Attorneys for Wynn Resorts Ltd. and nine anonymous women who filed a 2019 sexual harassment lawsuit against the company have reached a settlement in the case, U.S. District Court documents say.
In a settlement notice filed Tuesday, attorneys said that an undisclosed settlement was reached and attorneys requested the action be dismissed and that a status check settlement conference be scheduled within two months.
The amount of the settlement was not revealed, and sources familiar with the case said they expect the amount would be sealed by the court.
A spokesman for Wynn Resorts said the company would have no comment, and attorneys for the nine women could not be reached for comment.
At the time the lawsuit was filed, the women continued to work at the Wynn Salon or Encore Salon as manicurists or makeup artists, and each have made specific allegations regarding sexual harassment by former Wynn CEO Steve Wynn. Steve Wynn has repeatedly said he has never harassed or sexually assaulted anyone.
But in court filings, the women gave graphic descriptions of how Steve Wynn asked personal questions of a sexual nature, forced them to massage him near his genital area and required them to provide services to him in secluded areas, including his office.
The women chose to be referred to as “Judy Does Nos. 1-9” in the lawsuit and argued that the use of their real names could lead to retaliatory defamation suits by Steve Wynn, being ostracized at work or having their lives upended if sensitive details of the case were made public.
U.S. District Judge James Mahan initially heard the case filed in March 2019, a year after Steve Wynn left Wynn Resorts following sexual harassment allegations made public in a January 2018 Wall Street Journal article.
Steve Wynn resigned as chairman and CEO of the company in February 2018 and divested himself from the company in the months after his departure.

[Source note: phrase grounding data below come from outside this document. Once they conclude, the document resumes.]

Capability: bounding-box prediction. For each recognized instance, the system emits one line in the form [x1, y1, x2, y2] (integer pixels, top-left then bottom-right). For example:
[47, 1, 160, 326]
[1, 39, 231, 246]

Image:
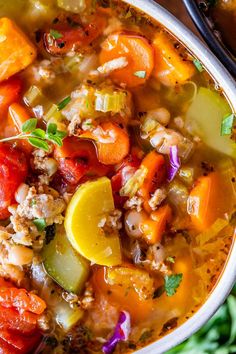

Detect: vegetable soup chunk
[0, 0, 234, 353]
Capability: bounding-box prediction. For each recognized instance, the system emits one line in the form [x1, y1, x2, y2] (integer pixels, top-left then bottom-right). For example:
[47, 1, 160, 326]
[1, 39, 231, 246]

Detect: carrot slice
[138, 151, 166, 213]
[188, 172, 226, 231]
[99, 32, 154, 87]
[7, 103, 33, 153]
[80, 122, 130, 165]
[140, 204, 172, 244]
[0, 288, 46, 315]
[152, 32, 195, 86]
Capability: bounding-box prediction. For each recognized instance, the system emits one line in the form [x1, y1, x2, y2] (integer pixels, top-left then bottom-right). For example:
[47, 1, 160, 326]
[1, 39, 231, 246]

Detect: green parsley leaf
[56, 130, 67, 139]
[166, 256, 175, 264]
[33, 218, 47, 232]
[31, 128, 46, 139]
[164, 273, 183, 296]
[57, 96, 71, 111]
[50, 29, 63, 39]
[28, 137, 49, 151]
[134, 70, 146, 78]
[47, 134, 63, 147]
[193, 58, 204, 72]
[221, 113, 235, 136]
[47, 123, 57, 135]
[22, 118, 37, 133]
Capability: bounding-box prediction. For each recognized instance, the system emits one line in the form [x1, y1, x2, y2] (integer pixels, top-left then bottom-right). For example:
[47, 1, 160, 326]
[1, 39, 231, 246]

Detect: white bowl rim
[122, 1, 236, 353]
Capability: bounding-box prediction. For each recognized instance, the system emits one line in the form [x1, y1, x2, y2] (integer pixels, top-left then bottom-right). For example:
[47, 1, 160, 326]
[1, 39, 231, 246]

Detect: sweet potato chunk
[0, 18, 37, 82]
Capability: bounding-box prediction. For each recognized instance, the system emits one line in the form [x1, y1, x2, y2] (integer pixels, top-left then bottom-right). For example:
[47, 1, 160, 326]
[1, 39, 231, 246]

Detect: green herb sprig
[0, 118, 67, 151]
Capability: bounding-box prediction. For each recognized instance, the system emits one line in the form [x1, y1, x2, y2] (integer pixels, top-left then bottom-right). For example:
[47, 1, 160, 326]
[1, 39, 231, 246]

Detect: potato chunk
[0, 18, 37, 81]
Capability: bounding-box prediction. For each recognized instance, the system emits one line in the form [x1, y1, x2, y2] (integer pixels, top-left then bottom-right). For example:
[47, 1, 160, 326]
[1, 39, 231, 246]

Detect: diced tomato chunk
[0, 330, 41, 353]
[0, 306, 37, 334]
[0, 77, 22, 120]
[43, 15, 106, 56]
[0, 144, 28, 219]
[54, 137, 111, 185]
[0, 338, 20, 354]
[0, 288, 46, 315]
[111, 154, 141, 207]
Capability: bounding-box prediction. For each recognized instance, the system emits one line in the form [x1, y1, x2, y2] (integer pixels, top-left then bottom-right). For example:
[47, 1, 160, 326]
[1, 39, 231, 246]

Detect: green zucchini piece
[42, 226, 89, 294]
[185, 87, 236, 158]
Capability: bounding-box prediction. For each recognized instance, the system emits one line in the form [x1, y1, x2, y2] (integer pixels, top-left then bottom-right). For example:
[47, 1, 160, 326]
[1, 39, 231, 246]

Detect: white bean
[44, 158, 58, 177]
[8, 245, 34, 266]
[125, 210, 147, 238]
[146, 107, 171, 126]
[15, 183, 29, 204]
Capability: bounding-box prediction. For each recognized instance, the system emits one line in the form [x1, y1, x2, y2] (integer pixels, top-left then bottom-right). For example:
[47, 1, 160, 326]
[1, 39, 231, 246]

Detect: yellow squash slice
[65, 177, 122, 266]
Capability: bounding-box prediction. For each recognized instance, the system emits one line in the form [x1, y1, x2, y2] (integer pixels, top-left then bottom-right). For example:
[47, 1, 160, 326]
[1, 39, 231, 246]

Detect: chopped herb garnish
[0, 119, 67, 152]
[221, 113, 235, 136]
[134, 70, 146, 78]
[33, 218, 47, 232]
[164, 273, 183, 296]
[166, 256, 175, 264]
[57, 96, 71, 111]
[193, 58, 204, 72]
[49, 29, 63, 39]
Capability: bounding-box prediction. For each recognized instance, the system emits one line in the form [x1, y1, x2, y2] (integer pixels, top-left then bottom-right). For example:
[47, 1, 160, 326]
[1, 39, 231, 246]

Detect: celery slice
[57, 0, 86, 13]
[42, 226, 89, 294]
[185, 87, 236, 158]
[55, 300, 84, 331]
[44, 104, 63, 122]
[95, 90, 127, 113]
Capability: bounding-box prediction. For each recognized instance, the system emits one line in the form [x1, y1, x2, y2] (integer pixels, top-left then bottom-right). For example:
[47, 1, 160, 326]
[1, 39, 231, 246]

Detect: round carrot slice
[99, 32, 154, 87]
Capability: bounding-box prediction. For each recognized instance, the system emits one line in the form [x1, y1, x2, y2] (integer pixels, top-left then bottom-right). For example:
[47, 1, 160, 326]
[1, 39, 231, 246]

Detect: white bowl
[123, 1, 236, 353]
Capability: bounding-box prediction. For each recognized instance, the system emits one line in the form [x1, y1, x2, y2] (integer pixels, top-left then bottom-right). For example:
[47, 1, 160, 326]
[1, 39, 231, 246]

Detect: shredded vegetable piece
[196, 218, 229, 246]
[120, 165, 148, 197]
[102, 311, 131, 354]
[167, 145, 181, 182]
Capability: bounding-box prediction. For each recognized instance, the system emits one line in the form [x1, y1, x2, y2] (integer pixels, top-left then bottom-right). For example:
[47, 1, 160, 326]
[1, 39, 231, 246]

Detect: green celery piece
[42, 226, 89, 294]
[55, 300, 84, 331]
[185, 87, 236, 158]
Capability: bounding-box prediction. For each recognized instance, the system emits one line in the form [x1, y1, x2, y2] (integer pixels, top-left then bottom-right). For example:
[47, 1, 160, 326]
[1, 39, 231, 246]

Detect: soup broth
[0, 1, 234, 353]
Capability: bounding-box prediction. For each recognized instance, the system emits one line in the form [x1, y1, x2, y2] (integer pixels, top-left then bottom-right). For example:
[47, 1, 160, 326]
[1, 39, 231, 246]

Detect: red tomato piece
[0, 338, 20, 354]
[0, 306, 37, 334]
[0, 330, 41, 353]
[0, 77, 22, 120]
[54, 137, 111, 185]
[43, 15, 106, 56]
[111, 154, 141, 207]
[0, 288, 46, 315]
[0, 144, 28, 219]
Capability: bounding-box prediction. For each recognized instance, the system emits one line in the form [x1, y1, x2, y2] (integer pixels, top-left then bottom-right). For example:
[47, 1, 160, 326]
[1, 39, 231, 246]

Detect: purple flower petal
[167, 145, 181, 182]
[102, 311, 131, 354]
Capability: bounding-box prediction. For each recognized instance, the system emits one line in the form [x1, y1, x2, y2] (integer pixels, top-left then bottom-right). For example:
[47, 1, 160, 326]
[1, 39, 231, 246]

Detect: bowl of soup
[183, 0, 236, 77]
[0, 0, 235, 353]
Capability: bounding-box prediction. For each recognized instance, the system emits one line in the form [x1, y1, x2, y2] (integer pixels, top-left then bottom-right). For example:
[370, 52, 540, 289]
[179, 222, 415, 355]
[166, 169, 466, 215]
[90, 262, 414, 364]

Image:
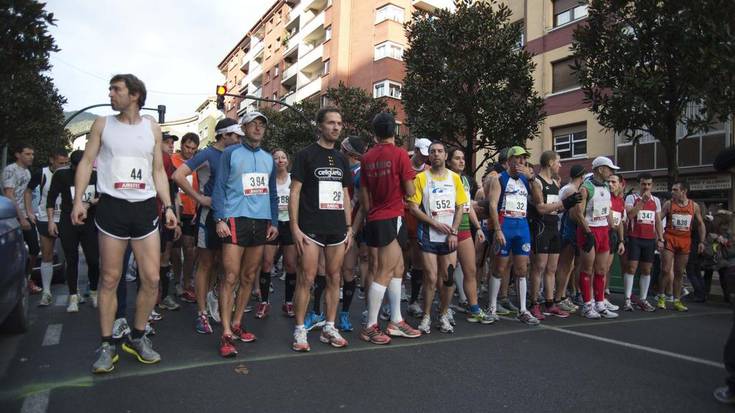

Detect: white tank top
[276, 174, 291, 222]
[96, 116, 156, 202]
[38, 166, 61, 222]
[584, 180, 611, 228]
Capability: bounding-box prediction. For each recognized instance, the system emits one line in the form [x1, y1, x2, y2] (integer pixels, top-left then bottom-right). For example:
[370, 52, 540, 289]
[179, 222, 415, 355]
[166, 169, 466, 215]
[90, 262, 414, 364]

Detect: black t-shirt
[291, 142, 352, 235]
[47, 167, 98, 215]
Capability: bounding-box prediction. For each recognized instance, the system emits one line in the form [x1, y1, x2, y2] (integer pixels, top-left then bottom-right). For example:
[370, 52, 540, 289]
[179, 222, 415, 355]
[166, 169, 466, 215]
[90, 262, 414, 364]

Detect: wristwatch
[450, 228, 458, 236]
[164, 205, 175, 213]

In July, Wynn agreed to a $10 million fine in a settlement with the Nevada Gaming Commission.
In July 2020, Mahan said the women’s pleadings were too vague, and the case was forwarded to the 9th Circuit Court of Appeals.
The appellate ruling, argued in October 2021, said the District Court action was in part affirmed but in part reversed and as a result was remanded to District Court, where it was reassigned to U.S. District Court Judge Gloria Navarro.
The appellate court, in its ruling, said the Judy Does “repeatedly expressed a willingness to provide more information, so long as their privacy could be assured.” The court added that “while the Judy Does had no automatic right to file an amended complaint, the District Court still should have granted leave to amend when dismissing claims that could be cured with additional facts.”